Concepedia

TLDR

Zero‑DCE does not require paired or unpaired reference images and may improve face detection in low‑light scenes. The authors propose Zero‑Reference Deep Curve Estimation to enhance low‑light images by learning image‑specific curves with a deep network. A lightweight DCE‑Net estimates pixel‑wise high‑order curves, trained with non‑reference losses that enforce pixel‑value range, monotonicity, and differentiability.
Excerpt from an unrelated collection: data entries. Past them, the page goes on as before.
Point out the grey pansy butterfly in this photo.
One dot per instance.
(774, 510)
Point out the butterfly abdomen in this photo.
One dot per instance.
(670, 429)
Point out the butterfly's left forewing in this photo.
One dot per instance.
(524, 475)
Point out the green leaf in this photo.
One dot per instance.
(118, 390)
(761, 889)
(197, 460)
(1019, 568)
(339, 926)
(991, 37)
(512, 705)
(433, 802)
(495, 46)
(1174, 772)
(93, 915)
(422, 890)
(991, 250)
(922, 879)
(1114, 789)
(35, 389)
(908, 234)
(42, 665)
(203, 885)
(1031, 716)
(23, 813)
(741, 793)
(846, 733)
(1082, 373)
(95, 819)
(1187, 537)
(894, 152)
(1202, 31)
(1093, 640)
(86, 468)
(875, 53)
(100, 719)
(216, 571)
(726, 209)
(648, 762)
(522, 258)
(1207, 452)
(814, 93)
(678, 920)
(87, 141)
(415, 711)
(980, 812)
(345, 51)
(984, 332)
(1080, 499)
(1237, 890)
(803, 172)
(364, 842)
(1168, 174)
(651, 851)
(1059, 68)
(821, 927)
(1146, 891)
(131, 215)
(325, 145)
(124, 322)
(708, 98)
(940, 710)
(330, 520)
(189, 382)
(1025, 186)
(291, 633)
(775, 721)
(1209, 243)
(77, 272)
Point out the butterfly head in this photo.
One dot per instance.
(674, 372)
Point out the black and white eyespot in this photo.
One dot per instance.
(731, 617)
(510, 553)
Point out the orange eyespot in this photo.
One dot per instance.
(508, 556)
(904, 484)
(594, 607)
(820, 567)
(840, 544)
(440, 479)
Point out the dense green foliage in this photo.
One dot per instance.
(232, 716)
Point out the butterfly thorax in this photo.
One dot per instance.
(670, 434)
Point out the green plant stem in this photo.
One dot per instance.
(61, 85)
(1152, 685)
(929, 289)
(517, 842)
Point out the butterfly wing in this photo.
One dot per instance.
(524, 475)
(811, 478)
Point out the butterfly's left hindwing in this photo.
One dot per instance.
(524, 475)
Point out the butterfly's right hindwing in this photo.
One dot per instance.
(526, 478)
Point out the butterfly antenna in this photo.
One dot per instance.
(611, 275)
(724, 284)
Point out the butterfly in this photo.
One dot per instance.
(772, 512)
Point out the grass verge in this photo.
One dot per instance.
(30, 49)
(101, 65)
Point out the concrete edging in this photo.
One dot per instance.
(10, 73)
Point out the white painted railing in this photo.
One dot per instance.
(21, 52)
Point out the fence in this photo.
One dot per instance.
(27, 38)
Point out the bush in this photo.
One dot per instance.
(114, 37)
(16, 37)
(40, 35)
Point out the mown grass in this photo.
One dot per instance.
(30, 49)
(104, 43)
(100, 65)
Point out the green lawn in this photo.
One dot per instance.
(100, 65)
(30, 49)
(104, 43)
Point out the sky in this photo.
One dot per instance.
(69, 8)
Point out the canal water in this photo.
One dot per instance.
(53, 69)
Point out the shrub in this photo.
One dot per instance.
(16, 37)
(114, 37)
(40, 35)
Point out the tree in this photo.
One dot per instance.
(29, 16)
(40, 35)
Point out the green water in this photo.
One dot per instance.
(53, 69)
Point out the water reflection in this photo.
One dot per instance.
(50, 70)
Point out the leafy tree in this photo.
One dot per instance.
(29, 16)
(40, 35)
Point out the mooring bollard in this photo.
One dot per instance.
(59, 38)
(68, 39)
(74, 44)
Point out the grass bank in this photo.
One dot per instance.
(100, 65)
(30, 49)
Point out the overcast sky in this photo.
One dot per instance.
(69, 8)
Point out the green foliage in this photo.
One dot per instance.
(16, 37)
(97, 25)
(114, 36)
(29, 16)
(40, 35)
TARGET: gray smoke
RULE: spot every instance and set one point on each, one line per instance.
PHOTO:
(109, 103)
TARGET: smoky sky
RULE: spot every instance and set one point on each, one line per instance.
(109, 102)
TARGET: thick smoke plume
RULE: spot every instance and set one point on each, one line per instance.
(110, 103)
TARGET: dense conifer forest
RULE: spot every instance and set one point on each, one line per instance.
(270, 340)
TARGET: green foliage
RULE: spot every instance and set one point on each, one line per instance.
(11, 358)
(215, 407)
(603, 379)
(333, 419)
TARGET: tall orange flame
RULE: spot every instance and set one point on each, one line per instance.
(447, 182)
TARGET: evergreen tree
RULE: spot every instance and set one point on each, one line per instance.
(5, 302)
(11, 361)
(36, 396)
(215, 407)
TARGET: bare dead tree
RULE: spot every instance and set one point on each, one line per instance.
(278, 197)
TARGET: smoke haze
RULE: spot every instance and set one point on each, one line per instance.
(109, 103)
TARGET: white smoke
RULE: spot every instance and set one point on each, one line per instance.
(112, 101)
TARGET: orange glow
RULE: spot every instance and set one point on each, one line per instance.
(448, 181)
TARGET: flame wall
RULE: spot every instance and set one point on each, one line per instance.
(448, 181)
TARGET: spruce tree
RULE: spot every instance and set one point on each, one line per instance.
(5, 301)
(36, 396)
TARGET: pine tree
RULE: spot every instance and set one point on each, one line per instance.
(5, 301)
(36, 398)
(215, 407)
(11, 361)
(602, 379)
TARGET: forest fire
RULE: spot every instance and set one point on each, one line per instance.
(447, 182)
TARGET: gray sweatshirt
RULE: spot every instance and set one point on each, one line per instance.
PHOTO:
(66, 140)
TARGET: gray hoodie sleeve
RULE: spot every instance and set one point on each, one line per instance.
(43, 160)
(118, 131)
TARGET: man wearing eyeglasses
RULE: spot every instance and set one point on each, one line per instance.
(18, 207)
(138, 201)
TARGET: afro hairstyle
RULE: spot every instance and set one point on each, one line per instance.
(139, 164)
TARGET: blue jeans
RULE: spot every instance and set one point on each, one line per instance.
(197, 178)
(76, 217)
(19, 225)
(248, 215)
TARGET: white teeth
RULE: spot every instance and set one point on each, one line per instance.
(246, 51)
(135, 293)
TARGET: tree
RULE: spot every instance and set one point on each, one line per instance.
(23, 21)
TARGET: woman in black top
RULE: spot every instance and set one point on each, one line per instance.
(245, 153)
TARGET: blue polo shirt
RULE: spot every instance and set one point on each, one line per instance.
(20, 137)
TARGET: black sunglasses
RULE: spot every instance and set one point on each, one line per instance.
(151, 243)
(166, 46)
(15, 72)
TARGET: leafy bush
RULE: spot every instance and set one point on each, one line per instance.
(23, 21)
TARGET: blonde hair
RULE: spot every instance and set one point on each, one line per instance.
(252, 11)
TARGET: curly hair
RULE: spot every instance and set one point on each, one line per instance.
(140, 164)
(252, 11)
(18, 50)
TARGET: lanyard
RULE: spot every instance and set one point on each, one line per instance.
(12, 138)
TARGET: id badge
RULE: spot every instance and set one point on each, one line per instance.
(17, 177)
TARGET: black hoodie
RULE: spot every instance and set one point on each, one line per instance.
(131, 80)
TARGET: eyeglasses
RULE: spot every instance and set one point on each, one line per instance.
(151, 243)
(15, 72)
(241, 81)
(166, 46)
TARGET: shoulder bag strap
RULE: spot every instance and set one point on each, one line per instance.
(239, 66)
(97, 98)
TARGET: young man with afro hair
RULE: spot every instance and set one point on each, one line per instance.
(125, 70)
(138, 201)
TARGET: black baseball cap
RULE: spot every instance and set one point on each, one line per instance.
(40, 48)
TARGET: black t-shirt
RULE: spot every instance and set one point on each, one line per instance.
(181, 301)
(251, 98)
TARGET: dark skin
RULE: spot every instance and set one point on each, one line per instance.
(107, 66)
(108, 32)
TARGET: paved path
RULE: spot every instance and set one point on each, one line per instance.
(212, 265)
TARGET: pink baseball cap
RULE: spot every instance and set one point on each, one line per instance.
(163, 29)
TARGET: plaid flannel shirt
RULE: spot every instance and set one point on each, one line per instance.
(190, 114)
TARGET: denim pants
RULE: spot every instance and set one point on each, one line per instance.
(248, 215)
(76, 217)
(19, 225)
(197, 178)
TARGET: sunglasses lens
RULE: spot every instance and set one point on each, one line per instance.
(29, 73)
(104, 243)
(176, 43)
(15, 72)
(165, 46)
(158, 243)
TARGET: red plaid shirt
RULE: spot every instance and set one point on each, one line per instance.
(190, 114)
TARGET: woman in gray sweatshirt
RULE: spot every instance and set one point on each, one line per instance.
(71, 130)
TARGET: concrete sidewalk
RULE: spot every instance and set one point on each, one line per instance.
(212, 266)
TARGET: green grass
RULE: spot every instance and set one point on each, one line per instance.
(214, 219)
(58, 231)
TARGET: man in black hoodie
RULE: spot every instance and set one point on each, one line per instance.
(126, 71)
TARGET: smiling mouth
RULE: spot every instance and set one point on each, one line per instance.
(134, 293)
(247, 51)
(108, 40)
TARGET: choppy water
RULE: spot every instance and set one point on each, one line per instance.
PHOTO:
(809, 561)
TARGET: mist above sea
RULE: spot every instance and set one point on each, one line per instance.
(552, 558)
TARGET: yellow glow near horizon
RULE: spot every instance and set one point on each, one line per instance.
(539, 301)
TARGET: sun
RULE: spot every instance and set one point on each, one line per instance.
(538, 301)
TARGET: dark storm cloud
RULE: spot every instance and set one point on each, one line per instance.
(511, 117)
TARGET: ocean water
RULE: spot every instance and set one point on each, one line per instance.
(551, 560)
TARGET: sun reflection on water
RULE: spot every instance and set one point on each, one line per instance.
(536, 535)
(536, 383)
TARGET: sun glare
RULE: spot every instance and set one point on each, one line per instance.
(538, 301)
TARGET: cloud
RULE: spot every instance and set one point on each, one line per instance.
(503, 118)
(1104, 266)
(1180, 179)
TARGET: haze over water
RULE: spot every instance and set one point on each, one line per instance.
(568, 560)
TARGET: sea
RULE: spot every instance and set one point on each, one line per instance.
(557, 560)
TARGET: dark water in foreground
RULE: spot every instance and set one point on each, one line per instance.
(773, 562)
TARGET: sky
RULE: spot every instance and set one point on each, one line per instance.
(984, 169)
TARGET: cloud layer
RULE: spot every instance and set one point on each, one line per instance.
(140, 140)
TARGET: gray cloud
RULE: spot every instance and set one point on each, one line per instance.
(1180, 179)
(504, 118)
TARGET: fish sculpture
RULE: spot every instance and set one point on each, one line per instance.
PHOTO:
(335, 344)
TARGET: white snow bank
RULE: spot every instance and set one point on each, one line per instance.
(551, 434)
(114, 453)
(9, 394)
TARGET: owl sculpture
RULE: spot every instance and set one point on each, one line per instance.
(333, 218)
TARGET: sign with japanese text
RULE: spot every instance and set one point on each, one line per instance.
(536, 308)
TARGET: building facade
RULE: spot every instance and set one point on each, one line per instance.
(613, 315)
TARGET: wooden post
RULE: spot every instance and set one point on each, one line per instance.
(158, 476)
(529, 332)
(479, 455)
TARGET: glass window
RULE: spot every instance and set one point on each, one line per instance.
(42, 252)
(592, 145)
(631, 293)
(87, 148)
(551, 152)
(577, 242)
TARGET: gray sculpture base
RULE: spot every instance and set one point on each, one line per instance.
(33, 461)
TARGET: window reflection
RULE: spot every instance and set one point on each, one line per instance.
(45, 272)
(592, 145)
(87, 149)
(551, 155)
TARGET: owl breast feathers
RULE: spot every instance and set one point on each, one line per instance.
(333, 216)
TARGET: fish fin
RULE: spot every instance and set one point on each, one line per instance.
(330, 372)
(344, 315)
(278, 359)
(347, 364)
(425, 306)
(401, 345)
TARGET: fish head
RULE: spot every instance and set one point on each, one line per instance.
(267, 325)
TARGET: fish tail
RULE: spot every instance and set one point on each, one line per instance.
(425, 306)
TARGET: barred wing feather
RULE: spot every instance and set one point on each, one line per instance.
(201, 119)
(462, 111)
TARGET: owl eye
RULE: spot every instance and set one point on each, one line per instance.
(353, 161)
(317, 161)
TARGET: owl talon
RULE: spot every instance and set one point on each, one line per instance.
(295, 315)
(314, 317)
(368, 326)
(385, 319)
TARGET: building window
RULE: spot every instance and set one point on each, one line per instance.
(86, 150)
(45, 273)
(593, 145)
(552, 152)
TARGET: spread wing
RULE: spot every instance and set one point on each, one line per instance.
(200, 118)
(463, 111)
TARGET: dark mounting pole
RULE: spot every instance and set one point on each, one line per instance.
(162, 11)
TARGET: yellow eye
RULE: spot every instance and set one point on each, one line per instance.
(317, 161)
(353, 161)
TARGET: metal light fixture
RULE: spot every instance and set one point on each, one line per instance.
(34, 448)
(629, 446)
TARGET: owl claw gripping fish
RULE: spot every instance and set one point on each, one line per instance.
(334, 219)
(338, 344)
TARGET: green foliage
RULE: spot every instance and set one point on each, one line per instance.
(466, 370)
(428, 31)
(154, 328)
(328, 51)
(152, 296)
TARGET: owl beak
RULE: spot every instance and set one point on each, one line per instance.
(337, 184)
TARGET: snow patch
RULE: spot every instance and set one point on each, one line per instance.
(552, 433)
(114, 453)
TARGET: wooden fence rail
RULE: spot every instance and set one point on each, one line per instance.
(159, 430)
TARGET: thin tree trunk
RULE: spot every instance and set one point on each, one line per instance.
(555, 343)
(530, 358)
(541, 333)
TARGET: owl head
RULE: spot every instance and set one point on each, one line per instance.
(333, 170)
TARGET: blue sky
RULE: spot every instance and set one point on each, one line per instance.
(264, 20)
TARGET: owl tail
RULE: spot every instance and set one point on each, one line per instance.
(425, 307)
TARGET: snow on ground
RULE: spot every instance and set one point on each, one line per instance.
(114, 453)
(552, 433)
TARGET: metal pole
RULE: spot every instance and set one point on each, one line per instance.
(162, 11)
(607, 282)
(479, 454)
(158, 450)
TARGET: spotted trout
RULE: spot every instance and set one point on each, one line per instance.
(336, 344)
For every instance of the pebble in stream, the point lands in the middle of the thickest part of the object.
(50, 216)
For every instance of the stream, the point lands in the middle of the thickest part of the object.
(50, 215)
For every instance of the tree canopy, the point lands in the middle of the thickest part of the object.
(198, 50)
The method is efficient, generalizes across lighting conditions, and outperforms state‑of‑the‑art techniques on multiple benchmarks while also benefiting face detection in darkness.

Abstract

The paper presents a novel method, Zero-Reference Deep Curve Estimation (Zero-DCE), which formulates light enhancement as a task of image-specific curve estimation with a deep network. Our method trains a lightweight deep network, DCE-Net, to estimate pixel-wise and high-order curves for dynamic range adjustment of a given image. The curve estimation is specially designed, considering pixel value range, monotonicity, and differentiability. Zero-DCE is appealing in its relaxed assumption on reference images, i.e., it does not require any paired or unpaired data during training. This is achieved through a set of carefully formulated non-reference loss functions, which implicitly measure the enhancement quality and drive the learning of the network. Our method is efficient as image enhancement can be achieved by an intuitive and simple nonlinear curve mapping. Despite its simplicity, we show that it generalizes well to diverse lighting conditions. Extensive experiments on various benchmarks demonstrate the advantages of our method over state-of-the-art methods qualitatively and quantitatively. Furthermore, the potential benefits of our Zero-DCE to face detection in the dark are discussed.